How the journey of innovation started
According to Rickson, in 2014 he innovated a technology of producing electricity by using sweet potatoes; unfortunately his idea was not taken into consideration.
“Basically it was not easy as my father in the beginning ignored me. I remember after I introduced to him my idea he said I paid school fees so that you can study but you come here with potatoes,” he recounts.
But later his father started to understand him after the school administration invited him to participate in one of the science fairs which his innovation had made it to the top three.
It was different with Christopher whose father is an IT professional. He got support from his parents in terms of finance, encouragement and sometimes worked together with his father.
“Whenever I had an idea, my father worked with me to ensure it becomes successful,” he told Success. “We would like to acknowledge our science teachers at the School of St. Jude for providing space and resources fort this project,”
“We would like to acknowledge Mandela University faculty members for great support on how to improve our projects and providing an opportunity and support for us to attend TCU exhibitions,” they said
Last year, the two joined together by starting to design different technological things with focus on addressing social problems. One of the areas they found was security.
“On top of security system we designed, we have a number of ideas that we are planning to display to the public,” said Rickson.
The young innovators are now encouraging other students to take science subjects because there are more opportunities given the development of the field of science and technology.
“We thanked Mandela University for their support and financing our trip to the exhibitions,” they said adding they advise other innovators not to end up grabbing awards and money but rather develop their technologies.
They said during the holiday they spend most of their time at Christopher’s daddy office to develop their technologies.
How the technology operates
It’s simple to use and can be adaptive (customized depending on the user needs), it’s an alternative to existing technologies like password, biometric, eye retina detection, CCTV and access control. The knocking methods are simple to learn and use (could be done too fast, slowly or combination of both at any pace required...there is no fixed knocking time). The system can be connected to user mobile phone, email or CCTV.
Also the project can be developed and modified into a final product which can be used at a domestic or industrial level. If the user forgets the password the system can send massage through mobile or email or any other information system and provide a reminder.
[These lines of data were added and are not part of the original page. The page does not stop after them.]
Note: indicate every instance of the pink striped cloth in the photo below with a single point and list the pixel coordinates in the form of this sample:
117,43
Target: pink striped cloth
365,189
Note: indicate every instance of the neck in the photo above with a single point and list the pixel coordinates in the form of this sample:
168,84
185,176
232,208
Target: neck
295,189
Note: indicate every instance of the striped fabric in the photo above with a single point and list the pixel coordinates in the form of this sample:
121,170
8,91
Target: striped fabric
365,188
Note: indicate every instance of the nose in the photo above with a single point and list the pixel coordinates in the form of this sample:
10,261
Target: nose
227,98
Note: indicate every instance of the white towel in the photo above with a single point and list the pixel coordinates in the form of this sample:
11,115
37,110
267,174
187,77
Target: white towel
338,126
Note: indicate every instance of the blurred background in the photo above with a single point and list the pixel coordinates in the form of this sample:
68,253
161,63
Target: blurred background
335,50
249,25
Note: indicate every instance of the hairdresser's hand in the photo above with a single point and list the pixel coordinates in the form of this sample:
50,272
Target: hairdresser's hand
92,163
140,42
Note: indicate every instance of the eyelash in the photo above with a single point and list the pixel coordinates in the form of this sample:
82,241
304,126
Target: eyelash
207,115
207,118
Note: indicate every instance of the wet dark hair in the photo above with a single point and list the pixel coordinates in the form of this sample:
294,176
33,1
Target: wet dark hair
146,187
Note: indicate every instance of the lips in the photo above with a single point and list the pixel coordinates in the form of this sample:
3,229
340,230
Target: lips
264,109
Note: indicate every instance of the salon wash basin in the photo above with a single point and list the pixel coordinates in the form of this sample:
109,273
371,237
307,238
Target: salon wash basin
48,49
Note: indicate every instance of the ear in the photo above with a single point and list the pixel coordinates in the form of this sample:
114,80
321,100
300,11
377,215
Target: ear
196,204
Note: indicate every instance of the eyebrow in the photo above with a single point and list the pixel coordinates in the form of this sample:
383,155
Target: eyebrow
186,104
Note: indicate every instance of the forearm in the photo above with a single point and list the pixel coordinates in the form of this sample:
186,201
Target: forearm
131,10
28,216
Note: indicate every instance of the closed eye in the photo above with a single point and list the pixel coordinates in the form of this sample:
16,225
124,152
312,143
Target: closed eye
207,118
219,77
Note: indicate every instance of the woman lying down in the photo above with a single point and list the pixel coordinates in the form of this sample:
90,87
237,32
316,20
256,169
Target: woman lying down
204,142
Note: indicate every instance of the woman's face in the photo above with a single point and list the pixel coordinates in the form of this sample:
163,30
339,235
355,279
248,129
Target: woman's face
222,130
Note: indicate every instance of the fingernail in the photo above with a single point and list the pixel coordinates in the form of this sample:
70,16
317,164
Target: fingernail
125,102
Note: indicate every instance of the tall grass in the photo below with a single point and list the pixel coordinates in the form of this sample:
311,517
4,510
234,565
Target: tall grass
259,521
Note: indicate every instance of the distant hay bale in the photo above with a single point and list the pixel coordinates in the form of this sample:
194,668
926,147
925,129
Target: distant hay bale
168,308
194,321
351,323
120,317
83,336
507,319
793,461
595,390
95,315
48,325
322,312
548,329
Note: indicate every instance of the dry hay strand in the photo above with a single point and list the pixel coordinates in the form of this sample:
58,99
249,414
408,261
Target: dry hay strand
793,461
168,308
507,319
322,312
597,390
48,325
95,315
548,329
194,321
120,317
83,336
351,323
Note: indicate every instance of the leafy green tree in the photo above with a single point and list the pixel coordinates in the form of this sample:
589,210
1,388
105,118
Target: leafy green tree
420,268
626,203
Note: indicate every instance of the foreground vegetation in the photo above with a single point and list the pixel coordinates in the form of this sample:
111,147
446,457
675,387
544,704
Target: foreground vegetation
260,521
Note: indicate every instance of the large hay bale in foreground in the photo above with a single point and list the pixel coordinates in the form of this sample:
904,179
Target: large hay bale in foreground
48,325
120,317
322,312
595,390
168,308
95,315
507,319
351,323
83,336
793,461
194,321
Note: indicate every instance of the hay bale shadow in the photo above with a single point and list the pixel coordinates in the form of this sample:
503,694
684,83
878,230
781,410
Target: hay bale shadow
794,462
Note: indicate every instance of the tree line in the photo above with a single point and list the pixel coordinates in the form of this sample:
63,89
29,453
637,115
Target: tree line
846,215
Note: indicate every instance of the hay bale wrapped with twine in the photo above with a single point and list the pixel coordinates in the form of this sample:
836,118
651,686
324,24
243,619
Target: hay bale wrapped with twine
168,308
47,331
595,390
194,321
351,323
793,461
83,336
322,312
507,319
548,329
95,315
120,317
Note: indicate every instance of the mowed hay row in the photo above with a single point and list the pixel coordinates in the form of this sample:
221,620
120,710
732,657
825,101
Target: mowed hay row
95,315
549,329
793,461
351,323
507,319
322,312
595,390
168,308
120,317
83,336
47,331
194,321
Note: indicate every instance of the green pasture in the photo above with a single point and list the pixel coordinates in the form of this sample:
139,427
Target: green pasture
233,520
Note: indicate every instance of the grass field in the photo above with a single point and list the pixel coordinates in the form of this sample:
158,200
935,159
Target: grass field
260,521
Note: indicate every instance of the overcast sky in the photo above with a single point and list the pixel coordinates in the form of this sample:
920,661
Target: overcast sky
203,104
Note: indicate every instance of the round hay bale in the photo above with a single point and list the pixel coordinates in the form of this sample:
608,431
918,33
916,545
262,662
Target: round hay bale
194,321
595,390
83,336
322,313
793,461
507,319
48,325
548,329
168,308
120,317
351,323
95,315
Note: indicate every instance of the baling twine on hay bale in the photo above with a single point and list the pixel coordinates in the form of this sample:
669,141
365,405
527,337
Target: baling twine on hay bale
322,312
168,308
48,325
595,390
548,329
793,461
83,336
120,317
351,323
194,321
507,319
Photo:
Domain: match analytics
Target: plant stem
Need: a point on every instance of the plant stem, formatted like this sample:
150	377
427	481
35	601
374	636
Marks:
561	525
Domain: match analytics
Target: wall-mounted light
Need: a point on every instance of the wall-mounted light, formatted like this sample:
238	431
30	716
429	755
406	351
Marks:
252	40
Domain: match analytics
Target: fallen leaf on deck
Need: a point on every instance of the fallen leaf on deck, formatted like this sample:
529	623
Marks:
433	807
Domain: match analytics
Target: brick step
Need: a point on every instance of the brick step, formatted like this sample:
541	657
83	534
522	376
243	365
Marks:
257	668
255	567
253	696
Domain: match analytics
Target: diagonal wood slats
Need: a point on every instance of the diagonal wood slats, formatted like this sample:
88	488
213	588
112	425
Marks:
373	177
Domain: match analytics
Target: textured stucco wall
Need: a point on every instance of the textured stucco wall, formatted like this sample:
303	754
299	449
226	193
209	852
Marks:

The software is programed in simple language to interface the input and output computer system (Digital) to respond to real life signal (Analogy such as pressure, motion, vibrations)
Just as any other technology there might be limitations to this system, user memory of knocking pattern and pace and frequency. There is still a challenge to keep total cost of ownership low to allow as many people as possible to own the technology.
According to the innovators, the access pattern to the security system is one of its best features, adding the system cannot be hacked due to its function. “Other security systems, for example the signatory or fingerprint one can scan and use it,” said they innovators
According to them, the invention is very cheap and can be fixed. It is far more affordable than CCTV. Their software per one door can be fixed, the password costing between Sh80, 000 to Sh100, 000 depending on customer’s specifications.
“Currently we haven’t started yet as we are still concentrating on studies and there are some few things that need to be completed in that software,” said the two students
Benefit of using the system
No need to walk with the keys of the door. It reduces the inconvenience if you return home late and the people are asleep as just tapping the door will open.
It’s easy and friendly to all people even disabled because the software can be fixed at areas which are easily accessible.